Looking at the evidence through the lens of fair employment practice, the statistics alone make a blatant case for discrimination.  What is going on here?

The Times reporter suggests that in this age of mass communication, the pope has become the face of Catholicism.  As such has to be not only the most powerful of the bishops but the most holy.  The pope, in effect, represents the brand.  He has to be flawless.

The Rev. Richard McBrien, a theology professor at Notre Dame, offers another suggestion:  canonizations may be a defense against criticism of popes.  He observed “the church would do better to canonize more saintly lay people — parents and grandparents and regular holy folk ‘with whom the overwhelming majority of Catholics can identify.’”

“The only one of the recent batch of papal candidates for canonization who is at all credible is John XXIII,” added Father McBrien.  (See “Pope Quiz: Is Every Pontiff a Saint?”)
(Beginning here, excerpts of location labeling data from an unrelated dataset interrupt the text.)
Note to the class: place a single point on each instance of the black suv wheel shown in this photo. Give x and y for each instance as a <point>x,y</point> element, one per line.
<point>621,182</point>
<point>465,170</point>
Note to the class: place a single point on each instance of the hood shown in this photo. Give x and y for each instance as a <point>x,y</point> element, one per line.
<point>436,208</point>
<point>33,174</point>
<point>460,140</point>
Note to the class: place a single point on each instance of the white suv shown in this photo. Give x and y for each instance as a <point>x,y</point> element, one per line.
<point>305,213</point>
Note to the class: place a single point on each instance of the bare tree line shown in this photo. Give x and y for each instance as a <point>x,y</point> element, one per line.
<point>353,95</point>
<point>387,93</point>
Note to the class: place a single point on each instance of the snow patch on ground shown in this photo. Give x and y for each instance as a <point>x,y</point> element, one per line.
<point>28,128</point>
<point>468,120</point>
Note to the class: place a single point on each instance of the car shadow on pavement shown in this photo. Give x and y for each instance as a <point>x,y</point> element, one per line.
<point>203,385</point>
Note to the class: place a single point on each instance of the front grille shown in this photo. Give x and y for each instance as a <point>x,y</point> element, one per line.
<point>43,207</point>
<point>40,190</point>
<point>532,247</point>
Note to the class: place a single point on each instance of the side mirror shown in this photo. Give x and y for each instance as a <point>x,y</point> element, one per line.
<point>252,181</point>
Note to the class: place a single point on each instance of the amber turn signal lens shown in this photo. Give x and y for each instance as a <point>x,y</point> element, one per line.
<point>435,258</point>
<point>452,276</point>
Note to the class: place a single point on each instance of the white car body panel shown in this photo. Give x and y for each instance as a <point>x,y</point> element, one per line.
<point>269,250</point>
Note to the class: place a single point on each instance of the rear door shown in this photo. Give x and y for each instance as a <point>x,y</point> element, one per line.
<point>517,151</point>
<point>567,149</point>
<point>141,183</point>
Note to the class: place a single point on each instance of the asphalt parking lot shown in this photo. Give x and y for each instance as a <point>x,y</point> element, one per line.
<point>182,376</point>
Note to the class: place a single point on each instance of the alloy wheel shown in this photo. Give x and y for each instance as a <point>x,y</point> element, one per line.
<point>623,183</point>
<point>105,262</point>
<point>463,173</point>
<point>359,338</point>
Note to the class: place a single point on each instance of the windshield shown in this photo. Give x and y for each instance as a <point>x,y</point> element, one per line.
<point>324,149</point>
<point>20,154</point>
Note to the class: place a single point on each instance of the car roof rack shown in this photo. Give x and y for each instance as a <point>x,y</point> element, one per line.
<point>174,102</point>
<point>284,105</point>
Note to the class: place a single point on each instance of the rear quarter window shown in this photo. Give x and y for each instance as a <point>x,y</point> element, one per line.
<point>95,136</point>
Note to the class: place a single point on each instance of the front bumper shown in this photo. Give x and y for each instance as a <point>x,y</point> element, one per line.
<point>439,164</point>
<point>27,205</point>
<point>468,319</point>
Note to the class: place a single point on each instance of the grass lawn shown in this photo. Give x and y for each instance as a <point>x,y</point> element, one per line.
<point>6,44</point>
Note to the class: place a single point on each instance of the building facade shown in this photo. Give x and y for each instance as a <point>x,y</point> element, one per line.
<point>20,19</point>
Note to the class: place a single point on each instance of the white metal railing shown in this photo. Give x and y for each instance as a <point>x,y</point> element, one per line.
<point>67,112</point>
Both explanations are plausible and probably correct.  I would add that in an age where so many priests have been accused of molesting their charges and colluding in covering up the evidence, there may well be a strong felt need to emphasize the virtue and holiness of others in the church, to rectify the balance.  There may be bad priests and derelict bishops, so the logic of this argument goes, but at the very top the church is perfect.

If so, it has the opposite effect, however, creating a split between “regular holy folk” and the ultra holy.  As with all splits, it’s not just that the ordinary practitioners are left out, the point that troubles Father McBrien, but everyone is then presented with an unrealistic standard, an unobtainable ideal.

The article points out that there is another problem with this trend:  it neglects the real job of the pope.  The theologian Karl Rahner observed that “if a pope turns out to be a wonderful Christian, that’s ‘a happy coincidence,’ just as when the president of the chess club is also a great player. It is not necessarily relevant, however, to the health of the chess club — or the church.”